None of these commencement materials had any sort of Oswego State brand mark or anything that distinguished them distinctively enough to be valued at such stark prices. In order to receive my graduation package, I checked out the least expensive item: an overpriced tassel which totaled $39.
A moment that is traditionally a celebration of my achievements has seemingly become a business of obligatory transactions. To make matters worse, I decided to look up the prices for all these graduation materials through various online merchants, and found the exact materials for up to 85 percent less.

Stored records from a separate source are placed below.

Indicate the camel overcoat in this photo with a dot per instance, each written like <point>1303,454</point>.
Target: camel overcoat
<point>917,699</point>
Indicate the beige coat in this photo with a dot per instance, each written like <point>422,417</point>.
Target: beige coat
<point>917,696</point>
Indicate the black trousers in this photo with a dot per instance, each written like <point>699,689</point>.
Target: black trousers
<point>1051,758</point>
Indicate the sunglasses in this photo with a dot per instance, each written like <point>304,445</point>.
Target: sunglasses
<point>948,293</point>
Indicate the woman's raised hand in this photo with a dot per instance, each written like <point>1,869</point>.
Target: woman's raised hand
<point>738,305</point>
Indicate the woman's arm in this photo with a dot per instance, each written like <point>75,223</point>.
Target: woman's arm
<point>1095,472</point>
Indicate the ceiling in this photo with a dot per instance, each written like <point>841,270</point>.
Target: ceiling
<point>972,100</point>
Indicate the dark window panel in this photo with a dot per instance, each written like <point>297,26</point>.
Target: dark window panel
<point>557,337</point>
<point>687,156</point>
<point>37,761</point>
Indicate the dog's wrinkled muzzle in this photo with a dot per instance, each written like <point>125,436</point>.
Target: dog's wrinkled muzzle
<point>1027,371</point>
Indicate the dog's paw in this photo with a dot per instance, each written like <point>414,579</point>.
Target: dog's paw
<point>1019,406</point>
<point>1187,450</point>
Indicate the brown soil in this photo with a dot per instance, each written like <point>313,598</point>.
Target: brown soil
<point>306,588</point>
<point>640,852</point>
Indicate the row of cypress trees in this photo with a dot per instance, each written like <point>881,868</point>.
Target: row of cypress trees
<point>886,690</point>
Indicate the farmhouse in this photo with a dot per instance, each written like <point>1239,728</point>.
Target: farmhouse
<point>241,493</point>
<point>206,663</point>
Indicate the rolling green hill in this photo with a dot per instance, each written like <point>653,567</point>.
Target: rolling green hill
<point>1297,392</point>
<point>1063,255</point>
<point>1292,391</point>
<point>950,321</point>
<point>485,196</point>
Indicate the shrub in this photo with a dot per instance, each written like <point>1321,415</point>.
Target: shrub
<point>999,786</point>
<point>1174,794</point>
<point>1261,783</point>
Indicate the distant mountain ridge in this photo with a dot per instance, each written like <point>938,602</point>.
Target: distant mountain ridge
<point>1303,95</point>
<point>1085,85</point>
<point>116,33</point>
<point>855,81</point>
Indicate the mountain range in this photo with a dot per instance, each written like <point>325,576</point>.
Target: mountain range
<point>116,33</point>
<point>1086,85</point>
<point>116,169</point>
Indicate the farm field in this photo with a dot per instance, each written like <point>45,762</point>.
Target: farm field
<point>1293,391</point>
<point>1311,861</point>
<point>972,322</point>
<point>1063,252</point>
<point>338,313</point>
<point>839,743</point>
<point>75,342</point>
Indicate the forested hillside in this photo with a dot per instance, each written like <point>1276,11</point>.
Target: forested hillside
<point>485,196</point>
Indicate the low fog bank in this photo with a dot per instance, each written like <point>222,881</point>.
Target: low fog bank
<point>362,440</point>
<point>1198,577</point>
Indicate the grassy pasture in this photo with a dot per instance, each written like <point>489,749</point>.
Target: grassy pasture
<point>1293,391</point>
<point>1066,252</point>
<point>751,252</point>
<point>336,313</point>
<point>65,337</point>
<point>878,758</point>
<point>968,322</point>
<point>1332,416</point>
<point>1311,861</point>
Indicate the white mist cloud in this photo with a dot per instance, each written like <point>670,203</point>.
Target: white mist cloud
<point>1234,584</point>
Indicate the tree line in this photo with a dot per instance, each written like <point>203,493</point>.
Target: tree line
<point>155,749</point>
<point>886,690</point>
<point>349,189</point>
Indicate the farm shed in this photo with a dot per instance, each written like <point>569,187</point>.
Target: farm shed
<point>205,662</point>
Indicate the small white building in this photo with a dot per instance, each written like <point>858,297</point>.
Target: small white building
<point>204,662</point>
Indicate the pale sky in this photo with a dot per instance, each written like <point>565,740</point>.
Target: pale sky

Not only is it a shame that the tradition of celebrating graduation has become what seems to be a coerced monopolistic business where you are forced to pay to participate in your own commencement ceremony, but they are also engaging in environmental waste. Every year, how much graduation material will be thrown away, instead of renting out or giving away these materials for others to reuse?
To make matters more interesting, the graduation package letter states “Oswego is not allowed to charge for these items.” This seems very paradoxical, in that I was not allowed to receive graduation tickets nor my name card without buying their merchandise.
If you’re like most students graduating in debt, unemployed and would like to save buck, there are many websites selling the exact same honor cords, cap and gowns, tassels and at a fraction of the price than what the school is selling it for.
I urge students and Oswego State to take some initiative. Students should not be discouraged from attending the graduation ceremony for financial reasons. Even if finances are not a matter of concern for you, there are environmental considerations as well as the ethics involved in paying to participate in the graduation ceremony when the school itself states they are not allowed to do so. Students and their families should at least be allowed to participate, without being obligated to pay the school for items they may already have or can acquire elsewhere.